UK - Kingfisher, owner of several home improvement retail chains including B&Q, has paid its defined benefit (DB) scheme more than £100m (€114m), allowing trustees to invest in a recently launched property partnership.

In the company’s interim results, it revealed pension trustees had made a £106m investment in Kingfisher Scottish Limited Partnership in June.

This follows the transfer of around £120m worth of property to the partnership in the same month, as well as a £106m payment from the sponsor to the scheme.

In its interim report, Kingfisher said: “This follows a similar transaction in January in which property assets with a value of £83m were transferred into the partnership, followed by a group contribution (into the scheme) and scheme investment (into the partnership) of £78m.”

However, the company said that, under IAS19 accounting, the fund’s investment in the partnership did not represent a plan asset and could therefore not be used to counteract the DB scheme’s £68 deficit - down by £57m compared with July last year, but a £10m increase over the end of January.

The properties are being leased back to current occupant B&Q.

In other news, pension funds will see increasing interest from scheme sponsors in addressing deficits through the use of intangible contingent assets, such as the use of company brands, a UK law firm has suggested.

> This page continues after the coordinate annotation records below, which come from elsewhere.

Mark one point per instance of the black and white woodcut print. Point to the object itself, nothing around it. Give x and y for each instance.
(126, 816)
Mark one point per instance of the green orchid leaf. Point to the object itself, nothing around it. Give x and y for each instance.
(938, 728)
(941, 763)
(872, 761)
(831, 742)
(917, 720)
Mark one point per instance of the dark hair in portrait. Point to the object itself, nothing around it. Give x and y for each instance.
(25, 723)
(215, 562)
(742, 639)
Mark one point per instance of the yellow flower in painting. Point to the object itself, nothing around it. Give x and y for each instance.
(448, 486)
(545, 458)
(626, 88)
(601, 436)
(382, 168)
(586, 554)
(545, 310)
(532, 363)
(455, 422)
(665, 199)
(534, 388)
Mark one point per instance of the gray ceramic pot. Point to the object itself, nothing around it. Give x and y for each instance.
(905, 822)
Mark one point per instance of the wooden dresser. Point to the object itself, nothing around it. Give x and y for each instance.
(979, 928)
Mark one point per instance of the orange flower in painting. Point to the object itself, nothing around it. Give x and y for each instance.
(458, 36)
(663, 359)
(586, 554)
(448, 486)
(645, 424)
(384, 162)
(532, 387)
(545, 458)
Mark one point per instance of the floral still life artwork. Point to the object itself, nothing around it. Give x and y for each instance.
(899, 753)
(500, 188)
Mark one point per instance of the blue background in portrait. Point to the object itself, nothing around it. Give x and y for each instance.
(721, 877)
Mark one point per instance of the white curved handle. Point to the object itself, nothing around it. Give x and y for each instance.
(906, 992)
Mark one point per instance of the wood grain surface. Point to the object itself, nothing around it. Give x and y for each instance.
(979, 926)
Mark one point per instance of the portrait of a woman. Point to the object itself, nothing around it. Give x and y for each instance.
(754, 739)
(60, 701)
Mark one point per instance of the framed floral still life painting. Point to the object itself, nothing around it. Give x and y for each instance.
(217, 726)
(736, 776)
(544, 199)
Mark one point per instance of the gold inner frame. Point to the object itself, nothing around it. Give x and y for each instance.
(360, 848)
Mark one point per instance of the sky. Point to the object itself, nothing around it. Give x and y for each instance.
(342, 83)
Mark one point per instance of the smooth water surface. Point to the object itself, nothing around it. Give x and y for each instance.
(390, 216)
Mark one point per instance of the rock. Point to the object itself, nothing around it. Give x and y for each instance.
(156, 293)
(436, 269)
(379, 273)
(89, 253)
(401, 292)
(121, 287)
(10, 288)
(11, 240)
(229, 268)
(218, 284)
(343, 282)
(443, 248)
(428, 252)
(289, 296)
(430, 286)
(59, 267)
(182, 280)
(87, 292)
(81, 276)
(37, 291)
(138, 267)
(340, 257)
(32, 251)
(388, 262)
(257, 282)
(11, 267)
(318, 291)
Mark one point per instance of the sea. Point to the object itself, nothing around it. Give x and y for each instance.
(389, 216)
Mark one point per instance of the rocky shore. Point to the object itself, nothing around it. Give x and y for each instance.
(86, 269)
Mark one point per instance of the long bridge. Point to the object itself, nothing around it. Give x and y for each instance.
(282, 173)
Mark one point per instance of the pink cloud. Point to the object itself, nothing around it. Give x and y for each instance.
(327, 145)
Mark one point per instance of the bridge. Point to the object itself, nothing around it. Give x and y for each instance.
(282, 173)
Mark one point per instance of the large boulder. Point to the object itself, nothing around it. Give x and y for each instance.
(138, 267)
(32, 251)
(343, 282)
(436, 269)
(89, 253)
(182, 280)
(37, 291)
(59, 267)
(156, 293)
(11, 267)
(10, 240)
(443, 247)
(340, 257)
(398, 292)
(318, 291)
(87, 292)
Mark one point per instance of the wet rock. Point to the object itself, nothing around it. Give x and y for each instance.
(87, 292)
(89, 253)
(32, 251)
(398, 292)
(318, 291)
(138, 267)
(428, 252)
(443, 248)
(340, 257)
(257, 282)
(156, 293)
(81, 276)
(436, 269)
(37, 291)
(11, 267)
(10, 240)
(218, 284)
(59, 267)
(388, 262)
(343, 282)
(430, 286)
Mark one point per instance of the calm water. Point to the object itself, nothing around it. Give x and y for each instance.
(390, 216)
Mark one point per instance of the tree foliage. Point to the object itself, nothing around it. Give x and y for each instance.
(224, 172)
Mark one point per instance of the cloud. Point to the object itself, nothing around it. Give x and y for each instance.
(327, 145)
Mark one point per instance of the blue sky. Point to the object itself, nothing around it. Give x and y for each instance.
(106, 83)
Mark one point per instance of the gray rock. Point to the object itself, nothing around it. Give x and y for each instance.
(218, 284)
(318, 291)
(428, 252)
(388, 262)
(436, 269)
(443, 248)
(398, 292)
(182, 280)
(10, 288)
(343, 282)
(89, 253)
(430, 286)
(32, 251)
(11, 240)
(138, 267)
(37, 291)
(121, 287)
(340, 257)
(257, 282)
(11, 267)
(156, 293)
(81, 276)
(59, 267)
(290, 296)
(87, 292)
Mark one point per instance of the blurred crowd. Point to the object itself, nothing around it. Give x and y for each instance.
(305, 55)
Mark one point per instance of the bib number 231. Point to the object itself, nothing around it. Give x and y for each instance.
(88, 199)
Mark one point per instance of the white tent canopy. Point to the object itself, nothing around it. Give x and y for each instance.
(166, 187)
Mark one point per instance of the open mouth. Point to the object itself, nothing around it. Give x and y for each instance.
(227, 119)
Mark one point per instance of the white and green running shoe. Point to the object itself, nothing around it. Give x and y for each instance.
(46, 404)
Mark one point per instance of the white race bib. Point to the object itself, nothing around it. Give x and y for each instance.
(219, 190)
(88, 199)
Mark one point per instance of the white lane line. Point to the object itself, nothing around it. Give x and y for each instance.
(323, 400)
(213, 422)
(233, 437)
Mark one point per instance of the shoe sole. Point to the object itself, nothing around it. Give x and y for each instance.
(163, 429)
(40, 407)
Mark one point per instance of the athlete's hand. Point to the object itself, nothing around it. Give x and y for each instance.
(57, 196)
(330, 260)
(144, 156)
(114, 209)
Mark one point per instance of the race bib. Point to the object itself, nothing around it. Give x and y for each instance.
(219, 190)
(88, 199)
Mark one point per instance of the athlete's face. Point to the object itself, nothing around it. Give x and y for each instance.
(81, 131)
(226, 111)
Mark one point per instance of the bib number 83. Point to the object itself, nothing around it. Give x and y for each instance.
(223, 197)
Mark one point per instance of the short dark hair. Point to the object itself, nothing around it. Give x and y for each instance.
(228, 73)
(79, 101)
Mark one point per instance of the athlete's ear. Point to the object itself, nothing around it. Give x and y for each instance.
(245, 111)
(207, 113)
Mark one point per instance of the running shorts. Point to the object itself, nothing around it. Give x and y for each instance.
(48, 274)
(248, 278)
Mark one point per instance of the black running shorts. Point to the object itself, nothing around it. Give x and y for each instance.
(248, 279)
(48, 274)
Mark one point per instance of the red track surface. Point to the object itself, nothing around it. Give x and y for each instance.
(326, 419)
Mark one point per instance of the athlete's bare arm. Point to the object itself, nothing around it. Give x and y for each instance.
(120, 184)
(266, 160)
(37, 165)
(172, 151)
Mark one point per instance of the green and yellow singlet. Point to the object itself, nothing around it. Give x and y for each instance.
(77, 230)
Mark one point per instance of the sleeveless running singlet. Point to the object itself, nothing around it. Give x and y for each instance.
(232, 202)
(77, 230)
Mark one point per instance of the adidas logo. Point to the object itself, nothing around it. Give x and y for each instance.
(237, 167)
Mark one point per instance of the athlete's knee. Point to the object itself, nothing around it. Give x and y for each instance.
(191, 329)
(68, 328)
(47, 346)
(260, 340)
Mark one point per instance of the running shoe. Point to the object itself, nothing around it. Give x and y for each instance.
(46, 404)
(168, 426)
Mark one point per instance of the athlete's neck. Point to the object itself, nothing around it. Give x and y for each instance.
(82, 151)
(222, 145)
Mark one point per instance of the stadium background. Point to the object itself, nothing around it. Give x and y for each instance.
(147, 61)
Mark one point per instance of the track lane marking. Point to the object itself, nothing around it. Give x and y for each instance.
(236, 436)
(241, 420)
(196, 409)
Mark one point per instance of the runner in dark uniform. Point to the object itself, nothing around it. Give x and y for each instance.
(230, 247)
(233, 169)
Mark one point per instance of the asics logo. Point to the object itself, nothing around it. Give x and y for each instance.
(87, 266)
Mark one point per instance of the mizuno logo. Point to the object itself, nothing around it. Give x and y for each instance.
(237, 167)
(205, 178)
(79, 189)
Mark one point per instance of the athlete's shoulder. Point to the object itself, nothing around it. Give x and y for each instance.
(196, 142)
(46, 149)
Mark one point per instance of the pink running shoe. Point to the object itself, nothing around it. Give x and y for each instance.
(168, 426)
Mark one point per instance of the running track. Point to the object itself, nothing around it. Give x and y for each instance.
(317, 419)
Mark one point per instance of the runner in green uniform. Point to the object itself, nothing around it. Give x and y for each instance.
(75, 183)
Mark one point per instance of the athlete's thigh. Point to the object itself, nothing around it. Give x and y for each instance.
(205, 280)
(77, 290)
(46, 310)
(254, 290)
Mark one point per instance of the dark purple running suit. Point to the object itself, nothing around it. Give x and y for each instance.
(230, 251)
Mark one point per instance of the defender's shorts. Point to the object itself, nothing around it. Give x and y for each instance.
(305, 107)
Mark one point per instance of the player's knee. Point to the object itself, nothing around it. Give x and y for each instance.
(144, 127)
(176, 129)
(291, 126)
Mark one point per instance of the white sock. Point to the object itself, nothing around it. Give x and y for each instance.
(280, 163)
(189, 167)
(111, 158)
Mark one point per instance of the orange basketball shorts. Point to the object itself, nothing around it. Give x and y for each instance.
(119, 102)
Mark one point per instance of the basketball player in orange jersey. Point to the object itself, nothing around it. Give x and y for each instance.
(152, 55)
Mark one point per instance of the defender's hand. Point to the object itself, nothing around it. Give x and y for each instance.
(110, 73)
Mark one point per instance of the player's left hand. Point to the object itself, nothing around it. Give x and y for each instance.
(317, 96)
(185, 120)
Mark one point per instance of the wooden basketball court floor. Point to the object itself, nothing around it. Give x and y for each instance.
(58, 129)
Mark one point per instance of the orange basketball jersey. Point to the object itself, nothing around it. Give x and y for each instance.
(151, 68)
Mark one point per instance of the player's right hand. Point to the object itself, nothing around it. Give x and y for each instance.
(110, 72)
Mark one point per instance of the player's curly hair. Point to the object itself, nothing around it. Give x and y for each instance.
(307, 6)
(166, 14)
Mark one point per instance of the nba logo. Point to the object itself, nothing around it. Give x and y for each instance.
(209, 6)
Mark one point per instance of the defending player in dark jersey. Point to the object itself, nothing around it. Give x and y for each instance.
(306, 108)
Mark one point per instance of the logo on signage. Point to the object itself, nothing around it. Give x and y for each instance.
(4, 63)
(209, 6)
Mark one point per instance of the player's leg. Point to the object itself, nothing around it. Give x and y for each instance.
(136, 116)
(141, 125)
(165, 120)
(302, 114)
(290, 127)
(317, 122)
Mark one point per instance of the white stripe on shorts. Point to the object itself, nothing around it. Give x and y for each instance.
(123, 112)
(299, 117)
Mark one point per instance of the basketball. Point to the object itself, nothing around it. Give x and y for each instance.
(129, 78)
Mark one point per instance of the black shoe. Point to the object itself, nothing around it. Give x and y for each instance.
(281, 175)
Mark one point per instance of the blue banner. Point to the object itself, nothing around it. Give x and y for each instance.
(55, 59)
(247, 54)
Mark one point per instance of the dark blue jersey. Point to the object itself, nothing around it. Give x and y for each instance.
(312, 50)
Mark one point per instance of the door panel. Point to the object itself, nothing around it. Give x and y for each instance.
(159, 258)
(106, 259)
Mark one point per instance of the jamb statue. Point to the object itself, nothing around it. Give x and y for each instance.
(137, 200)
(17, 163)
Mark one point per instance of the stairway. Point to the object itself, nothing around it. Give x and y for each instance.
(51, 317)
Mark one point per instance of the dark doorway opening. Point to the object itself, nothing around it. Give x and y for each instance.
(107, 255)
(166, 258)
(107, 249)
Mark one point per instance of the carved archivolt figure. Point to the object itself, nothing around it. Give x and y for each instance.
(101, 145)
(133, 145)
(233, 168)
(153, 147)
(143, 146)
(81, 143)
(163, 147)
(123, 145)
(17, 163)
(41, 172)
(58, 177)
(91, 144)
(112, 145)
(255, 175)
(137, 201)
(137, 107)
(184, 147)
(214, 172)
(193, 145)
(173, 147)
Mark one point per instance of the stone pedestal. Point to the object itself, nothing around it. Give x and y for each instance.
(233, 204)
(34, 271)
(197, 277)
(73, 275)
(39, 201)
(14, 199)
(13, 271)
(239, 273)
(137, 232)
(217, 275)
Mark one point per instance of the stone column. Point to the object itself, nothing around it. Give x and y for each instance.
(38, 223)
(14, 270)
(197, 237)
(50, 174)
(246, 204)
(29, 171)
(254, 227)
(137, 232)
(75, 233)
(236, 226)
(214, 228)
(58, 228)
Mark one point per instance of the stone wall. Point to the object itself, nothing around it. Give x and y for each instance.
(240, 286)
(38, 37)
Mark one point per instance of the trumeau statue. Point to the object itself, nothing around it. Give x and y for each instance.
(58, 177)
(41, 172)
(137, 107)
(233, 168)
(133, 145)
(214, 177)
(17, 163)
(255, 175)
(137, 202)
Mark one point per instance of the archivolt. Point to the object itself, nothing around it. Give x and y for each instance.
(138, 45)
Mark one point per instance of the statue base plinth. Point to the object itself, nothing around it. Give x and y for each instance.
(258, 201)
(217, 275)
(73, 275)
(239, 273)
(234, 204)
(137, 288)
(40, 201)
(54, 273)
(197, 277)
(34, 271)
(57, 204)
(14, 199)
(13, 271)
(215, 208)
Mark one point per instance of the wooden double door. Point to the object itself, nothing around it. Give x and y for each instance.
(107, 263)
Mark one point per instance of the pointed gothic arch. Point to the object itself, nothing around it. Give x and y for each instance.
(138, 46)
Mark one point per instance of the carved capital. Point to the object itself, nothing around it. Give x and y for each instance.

Speaking at a seminar held jointly with BNP Paribas earlier this week, lawyers from of Wedlake Bell argued that May’s deal between Tui Travel and its scheme’s trustees to take ownership of the Thomson and First Choice brands as collateral against its £400m deficit would be the first of many.

Clive Weber, head of the firm’s pensions team, explained that, with company values being increasingly tied to patents, trademarks, designs and brands, trustees would need to become accustomed to these deals as part of deficit reduction payments.

“The scale of pension fund deficits is now so great we can’t realistically expect the deficits to be filled by cash alone,” he said, arguing that intellectual property as outlined above would retain value even if a company were to cease trading.

“What is more, the valuation of intangible assets by valuation experts is becoming increasingly sophisticated, and the secondary market for this IP is now more liquid,” he added.

Wedlake Bell partner Jonathan Cornthwaite, who focuses on intellectual property law, noted that investment in intangible assets had outstripped investment in tangible assets over the past decade.

“This is a huge resource pension trustees have hardly started to tap,” he said.

Finally, ATP’s recently announced UK multi-employer trust NOW Pensions has appointed Xafinity Paymaster as scheme administrator.

Morten Nilsson, head of ATP’s international operations and chief executive-elect at NOW, said Xafinity provided them with an opportunity to access the scale and efficient delivery “critical to ensure we can provide our members with a cost-effective solution”.

Paul Bingham, the firm’s managing director, said Xafinity was delighted by its appointment, hailing ATP as one of the world’s leading pension funds.

He added: “Xafinity Paymaster has been interested in providing auto-enrolment administration since the idea was mooted by the Turner Report on pension provision in the UK.”